Support my project by visiting SolomonDB Github and give me a star ⭐️

Weekly Update #2: Palmon

Date: November 2022 (1-7/11/2022)

fig

Palmon is one of the Kings of Hell, more obedient to Lucifer than other kings are, and has two hundred legions of demons under his rule. He has a great voice and roars as soon as he comes, speaking in this manner for a while until the conjurer compels him and then he answers clearly the questions he is asked. When a conjurer invokes this demon he must look towards the northwest, the direction of Paimon's house, and when Paimon appears he must be allowed to ask the conjurer what he wishes and be answered, in order to obtain the same from him. - Wikipedia

Commits on Nov 1, 2022

Description

The prior implementation of RocksDBDriver was using the database instance initialized using DB object. And all methods are called from the object DB instance too. However, this approach has some limitations in terms of concurrency operations. Briefly, I migrate it from using DB to handling operations using transactions - a better control flow approach.

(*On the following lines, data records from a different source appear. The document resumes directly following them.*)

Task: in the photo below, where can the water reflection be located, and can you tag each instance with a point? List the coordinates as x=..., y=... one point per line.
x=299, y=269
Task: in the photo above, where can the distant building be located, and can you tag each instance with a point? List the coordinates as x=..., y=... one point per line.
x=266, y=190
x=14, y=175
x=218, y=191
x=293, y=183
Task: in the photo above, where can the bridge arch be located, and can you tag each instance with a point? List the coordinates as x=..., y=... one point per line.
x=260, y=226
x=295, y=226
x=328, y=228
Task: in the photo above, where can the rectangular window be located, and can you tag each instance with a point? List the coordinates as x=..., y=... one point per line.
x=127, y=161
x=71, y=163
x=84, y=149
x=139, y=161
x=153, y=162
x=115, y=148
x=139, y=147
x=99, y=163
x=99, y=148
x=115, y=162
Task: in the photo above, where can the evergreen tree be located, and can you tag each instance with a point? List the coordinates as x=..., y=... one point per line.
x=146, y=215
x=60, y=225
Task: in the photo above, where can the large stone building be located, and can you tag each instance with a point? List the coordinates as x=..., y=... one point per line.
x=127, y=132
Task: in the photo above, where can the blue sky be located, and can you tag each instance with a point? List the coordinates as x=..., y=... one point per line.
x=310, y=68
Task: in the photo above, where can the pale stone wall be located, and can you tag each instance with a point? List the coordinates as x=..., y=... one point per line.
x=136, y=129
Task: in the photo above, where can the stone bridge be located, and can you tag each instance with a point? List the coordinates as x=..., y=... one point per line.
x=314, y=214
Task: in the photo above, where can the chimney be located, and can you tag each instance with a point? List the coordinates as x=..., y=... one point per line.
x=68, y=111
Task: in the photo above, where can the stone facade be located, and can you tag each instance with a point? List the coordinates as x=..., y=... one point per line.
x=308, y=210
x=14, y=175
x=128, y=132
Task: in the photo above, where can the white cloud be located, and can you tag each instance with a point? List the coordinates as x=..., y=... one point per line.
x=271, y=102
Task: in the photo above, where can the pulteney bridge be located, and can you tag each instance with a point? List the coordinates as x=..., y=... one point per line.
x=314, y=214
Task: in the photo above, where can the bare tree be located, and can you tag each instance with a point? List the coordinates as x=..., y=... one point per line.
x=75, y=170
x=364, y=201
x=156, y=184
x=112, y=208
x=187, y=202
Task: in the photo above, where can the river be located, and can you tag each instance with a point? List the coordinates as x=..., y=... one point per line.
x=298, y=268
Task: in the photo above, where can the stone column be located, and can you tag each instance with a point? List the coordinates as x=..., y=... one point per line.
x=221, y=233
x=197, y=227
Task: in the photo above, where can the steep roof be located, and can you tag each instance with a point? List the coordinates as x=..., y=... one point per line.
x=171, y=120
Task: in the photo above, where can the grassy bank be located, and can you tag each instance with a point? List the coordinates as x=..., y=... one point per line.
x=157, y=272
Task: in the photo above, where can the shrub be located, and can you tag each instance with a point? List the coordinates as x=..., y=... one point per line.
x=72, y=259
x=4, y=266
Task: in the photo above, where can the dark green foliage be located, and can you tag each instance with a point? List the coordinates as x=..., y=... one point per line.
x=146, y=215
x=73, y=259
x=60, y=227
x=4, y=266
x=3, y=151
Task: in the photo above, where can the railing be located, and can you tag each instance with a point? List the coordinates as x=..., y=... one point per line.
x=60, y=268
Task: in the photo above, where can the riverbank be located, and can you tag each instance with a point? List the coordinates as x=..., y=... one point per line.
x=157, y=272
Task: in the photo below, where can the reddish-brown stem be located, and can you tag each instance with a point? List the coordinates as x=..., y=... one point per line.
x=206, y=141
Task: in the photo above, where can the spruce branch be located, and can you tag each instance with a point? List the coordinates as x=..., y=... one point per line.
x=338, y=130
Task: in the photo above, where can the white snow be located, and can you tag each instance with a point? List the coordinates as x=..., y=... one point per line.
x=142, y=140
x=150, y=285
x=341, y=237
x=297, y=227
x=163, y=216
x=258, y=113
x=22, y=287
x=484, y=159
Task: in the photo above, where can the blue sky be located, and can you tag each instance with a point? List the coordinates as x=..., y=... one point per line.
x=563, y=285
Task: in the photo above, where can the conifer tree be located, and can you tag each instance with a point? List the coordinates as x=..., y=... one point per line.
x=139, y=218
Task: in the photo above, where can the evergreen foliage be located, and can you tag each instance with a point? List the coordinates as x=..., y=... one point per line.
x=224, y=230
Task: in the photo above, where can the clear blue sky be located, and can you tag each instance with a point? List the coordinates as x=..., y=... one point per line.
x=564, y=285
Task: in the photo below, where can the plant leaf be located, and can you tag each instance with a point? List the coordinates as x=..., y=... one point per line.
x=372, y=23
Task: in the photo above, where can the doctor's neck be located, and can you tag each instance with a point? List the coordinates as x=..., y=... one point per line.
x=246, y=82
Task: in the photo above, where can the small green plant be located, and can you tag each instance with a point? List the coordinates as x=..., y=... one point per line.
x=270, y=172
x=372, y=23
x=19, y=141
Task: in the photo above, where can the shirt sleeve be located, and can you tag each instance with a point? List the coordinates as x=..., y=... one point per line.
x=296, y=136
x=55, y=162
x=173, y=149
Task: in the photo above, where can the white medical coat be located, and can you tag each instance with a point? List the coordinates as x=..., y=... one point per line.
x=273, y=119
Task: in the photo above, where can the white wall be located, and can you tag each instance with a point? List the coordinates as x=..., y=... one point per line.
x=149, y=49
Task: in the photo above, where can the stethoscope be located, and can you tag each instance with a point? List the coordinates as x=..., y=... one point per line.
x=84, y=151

Instead of using TransactionDB, I choose OptimisticTransactionDB which is more efficient for read contention database, correct me if I am wrong.

You can read more about this in RocksDB Wiki

Detail explanation

Even though there is only one commit and only today, this commit has a lot of code refractors. An obvious refractor is migrating from Driver to Adapter which follows adapter pattern.

  • StorageDriver to StorageAdapter
  • RocksDBDriver to RocksDBAdapter

Walk through the implementation of StorageAdapter, we have

pub struct StorageAdapter<T> {
    pub name: StorageAdapterName,
    pub db_instance: Pin<Arc<T>>,
    pub variant: StorageVariant,
}

You may notice the use of generic type Pin<Arc<T>>. Explain more about why I wrote this. Pin trait will pin the object in a memory, which means it can't be move to a different location in a memory, for example, using std::mem::swap. Inside the Pin type, we have Arc or Atomically Reference Counted.Arc type shares ownership between threads, which is different from single threaded type Rc. Hence, this is usually used for handling multi-threaded operations and it is suitable for our distributed database design.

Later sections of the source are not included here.